La escuela seguía igual, los colores… las puertas de los salones, aun tenía ese olor que recordaba a la madera recién barnizada sus pisos seguían igual de pulidos, el gran escudo de la institución se mantenía en el mismo lugar sobre el estante de trofeos, curiosamente recordé que yo había participado el año que mi colegio se llevaba una gran cantidad de medallas, ansiosa me acerque llevando a Peeta conmigo al estante
-mira- señale con mi dedo a la medalla color dorado que simulaba ser oro en la cual se leía "Peeta Mellark- Campeón 100 mtrs mariposa"
-Gale definitivamente traería todos los días a Delly si supiera que su medalla y su foto están aquí
-¿bromeas?- me miraba curioso- yo estoy alucinada me siento como si tuviese diecisiete nuevamente, si cerrara los ojos te juro que puedo relatar cada una de las cosas que paso en estos pasillos
- exagerada- me cortó tomándome de la mano para continuar nuestro tour
-te lo demostraré mmm… allí me sentaba con Rue cada vez que teníamos un chisme nuevo… cuando salía de clases temprano siempre me sentaba de ese lado del pasillo- subíamos las escaleras que daban a los salones- justo en ese cuarto de limpieza me besé con el mejor partido del instituto
-ese cuarto de limpieza… creo que además de la graduación los otros recuerdos fueron opacados por este cuarto
-¿recuerdas cuando te peleaste con Gale?- Peeta sonrió sin detener su paso
-buena pelea y aunque me destrocé todo el abdomen gracias a ella pude ganarme ser la primera vez de la chica por la que discutíamos.

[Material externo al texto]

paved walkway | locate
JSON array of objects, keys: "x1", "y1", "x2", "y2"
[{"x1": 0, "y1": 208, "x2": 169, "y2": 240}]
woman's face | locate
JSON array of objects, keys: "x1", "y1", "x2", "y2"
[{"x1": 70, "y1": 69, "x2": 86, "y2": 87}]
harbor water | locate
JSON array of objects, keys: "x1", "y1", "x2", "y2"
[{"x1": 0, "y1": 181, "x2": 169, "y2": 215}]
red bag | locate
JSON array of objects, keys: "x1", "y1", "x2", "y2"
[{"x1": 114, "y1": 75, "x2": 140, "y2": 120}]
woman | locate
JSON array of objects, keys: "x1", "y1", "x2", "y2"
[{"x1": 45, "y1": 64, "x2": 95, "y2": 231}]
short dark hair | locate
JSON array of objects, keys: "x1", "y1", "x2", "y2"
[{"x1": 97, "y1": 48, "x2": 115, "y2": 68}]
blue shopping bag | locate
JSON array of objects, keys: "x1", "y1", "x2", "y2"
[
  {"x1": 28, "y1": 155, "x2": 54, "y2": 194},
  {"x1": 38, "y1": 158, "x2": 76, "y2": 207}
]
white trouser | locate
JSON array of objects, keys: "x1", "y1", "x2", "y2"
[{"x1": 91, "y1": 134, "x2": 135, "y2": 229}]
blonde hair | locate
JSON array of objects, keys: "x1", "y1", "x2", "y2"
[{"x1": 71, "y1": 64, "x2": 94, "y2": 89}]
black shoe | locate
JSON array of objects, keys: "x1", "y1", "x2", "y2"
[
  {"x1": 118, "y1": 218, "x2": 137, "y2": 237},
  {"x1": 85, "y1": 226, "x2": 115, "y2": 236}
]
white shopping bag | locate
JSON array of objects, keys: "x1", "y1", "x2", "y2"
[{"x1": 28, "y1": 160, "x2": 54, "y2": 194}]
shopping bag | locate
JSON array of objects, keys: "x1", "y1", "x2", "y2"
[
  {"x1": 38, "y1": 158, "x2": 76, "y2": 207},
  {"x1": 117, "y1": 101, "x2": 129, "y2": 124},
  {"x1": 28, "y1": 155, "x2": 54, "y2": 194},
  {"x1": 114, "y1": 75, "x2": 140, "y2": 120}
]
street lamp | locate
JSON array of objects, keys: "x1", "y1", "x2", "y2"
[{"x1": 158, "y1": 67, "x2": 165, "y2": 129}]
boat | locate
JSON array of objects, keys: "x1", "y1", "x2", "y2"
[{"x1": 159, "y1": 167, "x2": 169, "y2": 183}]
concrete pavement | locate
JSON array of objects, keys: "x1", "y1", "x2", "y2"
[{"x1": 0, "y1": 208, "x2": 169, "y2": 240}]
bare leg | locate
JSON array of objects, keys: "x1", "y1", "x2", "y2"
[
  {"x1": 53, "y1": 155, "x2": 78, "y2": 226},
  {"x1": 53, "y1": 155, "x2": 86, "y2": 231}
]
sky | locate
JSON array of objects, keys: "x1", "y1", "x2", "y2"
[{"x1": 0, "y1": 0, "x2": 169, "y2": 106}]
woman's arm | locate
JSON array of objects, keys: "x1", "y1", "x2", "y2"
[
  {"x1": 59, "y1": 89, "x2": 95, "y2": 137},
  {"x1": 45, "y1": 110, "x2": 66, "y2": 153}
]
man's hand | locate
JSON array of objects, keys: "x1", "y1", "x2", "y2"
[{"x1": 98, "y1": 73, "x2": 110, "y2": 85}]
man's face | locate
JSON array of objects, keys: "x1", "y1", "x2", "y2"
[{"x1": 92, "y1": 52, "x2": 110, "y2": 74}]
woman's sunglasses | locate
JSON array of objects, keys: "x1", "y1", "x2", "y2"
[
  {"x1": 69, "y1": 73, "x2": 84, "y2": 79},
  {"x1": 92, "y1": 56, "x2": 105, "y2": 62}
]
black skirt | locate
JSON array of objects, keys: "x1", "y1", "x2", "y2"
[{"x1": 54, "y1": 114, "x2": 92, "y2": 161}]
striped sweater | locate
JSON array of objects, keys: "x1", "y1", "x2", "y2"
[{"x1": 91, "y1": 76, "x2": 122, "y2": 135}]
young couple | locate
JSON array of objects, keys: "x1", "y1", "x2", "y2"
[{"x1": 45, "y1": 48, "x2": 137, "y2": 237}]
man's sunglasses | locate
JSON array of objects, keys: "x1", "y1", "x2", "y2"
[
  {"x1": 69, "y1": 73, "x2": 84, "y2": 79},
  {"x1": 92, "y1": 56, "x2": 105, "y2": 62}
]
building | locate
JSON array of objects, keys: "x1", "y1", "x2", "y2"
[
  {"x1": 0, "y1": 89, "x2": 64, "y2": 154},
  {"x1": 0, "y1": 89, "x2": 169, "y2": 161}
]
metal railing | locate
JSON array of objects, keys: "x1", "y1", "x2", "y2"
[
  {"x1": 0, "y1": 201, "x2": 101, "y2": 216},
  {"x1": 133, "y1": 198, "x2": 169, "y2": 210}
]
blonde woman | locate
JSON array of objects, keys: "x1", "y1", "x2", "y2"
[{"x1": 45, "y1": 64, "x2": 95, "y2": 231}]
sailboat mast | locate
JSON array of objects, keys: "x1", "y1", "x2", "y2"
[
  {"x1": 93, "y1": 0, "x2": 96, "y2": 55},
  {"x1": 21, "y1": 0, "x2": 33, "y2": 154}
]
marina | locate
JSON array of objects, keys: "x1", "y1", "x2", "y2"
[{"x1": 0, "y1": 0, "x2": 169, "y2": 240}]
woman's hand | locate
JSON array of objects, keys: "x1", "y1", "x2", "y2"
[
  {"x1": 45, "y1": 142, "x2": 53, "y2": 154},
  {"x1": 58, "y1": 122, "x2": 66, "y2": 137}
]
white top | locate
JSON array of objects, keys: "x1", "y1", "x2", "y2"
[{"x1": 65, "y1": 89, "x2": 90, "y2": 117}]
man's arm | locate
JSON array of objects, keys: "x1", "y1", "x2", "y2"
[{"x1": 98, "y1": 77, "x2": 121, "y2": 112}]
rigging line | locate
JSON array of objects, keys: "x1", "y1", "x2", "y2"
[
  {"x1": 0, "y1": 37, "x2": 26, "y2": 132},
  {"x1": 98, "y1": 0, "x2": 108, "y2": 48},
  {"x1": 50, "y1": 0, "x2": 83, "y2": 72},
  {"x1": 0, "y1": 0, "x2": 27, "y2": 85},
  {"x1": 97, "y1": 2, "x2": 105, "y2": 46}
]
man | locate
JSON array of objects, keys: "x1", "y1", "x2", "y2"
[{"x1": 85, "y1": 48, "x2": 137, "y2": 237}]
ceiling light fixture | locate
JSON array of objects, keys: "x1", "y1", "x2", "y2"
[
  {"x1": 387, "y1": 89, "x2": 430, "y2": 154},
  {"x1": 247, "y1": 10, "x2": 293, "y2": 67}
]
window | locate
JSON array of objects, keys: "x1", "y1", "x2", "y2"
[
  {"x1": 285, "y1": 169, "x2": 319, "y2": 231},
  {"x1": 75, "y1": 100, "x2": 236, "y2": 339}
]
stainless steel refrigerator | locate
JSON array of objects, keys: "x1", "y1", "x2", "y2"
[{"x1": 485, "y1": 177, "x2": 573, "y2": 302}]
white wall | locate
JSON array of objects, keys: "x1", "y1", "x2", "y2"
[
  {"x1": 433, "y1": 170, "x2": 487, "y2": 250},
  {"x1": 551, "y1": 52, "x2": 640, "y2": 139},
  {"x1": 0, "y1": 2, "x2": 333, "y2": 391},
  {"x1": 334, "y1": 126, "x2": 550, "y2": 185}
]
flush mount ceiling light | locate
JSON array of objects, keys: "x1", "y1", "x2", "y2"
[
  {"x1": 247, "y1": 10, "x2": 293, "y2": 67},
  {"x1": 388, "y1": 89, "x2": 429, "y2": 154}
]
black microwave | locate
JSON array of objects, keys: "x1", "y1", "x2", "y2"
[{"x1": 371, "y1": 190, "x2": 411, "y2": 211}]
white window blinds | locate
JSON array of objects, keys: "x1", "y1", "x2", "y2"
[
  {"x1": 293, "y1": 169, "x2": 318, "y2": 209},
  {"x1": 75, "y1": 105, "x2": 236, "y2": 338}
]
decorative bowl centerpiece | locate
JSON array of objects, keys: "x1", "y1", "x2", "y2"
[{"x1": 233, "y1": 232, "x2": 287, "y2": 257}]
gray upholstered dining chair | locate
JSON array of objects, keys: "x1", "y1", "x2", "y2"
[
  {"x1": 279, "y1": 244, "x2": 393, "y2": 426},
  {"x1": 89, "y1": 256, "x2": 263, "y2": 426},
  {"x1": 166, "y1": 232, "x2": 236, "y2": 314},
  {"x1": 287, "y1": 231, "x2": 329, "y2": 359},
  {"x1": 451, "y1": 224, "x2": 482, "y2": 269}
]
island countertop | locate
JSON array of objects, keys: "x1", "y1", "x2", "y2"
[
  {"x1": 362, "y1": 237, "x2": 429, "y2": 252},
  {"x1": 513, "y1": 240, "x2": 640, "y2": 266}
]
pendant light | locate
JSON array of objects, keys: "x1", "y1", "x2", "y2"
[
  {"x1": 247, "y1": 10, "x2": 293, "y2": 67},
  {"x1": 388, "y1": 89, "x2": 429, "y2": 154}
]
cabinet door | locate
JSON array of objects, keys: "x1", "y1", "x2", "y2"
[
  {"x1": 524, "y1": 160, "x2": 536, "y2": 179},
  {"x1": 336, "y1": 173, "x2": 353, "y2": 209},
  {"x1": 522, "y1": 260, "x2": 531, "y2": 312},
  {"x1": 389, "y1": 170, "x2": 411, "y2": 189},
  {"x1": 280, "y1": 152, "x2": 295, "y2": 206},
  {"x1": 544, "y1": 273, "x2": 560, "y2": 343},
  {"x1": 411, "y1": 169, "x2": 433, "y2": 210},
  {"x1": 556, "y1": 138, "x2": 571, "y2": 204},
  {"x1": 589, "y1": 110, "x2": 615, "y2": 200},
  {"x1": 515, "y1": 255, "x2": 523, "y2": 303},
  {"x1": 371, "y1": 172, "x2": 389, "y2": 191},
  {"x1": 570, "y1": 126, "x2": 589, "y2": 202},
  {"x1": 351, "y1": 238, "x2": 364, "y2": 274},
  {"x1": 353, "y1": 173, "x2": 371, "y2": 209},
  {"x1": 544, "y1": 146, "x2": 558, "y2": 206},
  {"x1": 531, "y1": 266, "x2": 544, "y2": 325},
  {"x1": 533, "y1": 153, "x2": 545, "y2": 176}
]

-estaba tan nerviosa ese día
-¿el de la pelea?-negué con un gesto- la primera vez- asentí
-tenía un millón de sensaciones que no lograba… comprender, estaba nerviosa pero a la vez deseosa de que sucediera, me preocupaba que no te gustara hacerlo conmigo y que te dieras cuenta que Glimmer podía ser mejor que yo en la cama y asustada…
-¿asustada? ¿Por qué?
-¡oh vamos! Eres hombre debes comprender a que me refiero… obviamente la mayoría de tus novias estudiaban aquí, así las conocía de vista y era más que obvio que te gustaban las chicas curvilíneas
-y… ¿te daba miedo que no me gustara tu cuerpo?
-Glimmer tenía el físico perfecto si te soy sincera creo que en el último año siempre me dio algo de miedo que volvieses con ella… tenía el cabello perfecto, las piernas perfectas, vientre plano y mejor no hablemos de sus pechos
-era bonita sí, pero no era lo que buscaba además las pelinegras de ojos grises siempre me han quitado el sueño y con respecto a sus senos- me miraba descaradamente- los tuyos son mas grandes además como tu trasero no hay dos- ambos comenzamos a reír hasta que se detuvo en seco y se ubicó delante de mi- cierra los ojos- traté de levantarme un poco para mirar a sus espaldas- es una sorpresa- se movía para tapar mi campo visual- ciérralos Katniss- y así hice tomándome de la cintura me ubicó delante de su cuerpo y me invitó a dar unos cuantos pasos hacia adelante- espérame aquí, no te muevas y por favor no abras los ojos- susurró y aunque me moría de ganas por espiar en cierto punto sabía que Peeta deseaba sorprenderme así que no quise dañarle el motivo escuche que abría una puerta para después volver y guiarme- hace algún tiempo ya, la mujer de mi vida me confesó que tenía un sueño… bueno en realidad no era un sueño era algo así como… una fantasía de hecho recuerdo que la oportunidad en la que me lo confesó dijo y cito sus palabras " nada me gustaría más que hacer el amor en ese escritorio, ese cuarto fue…"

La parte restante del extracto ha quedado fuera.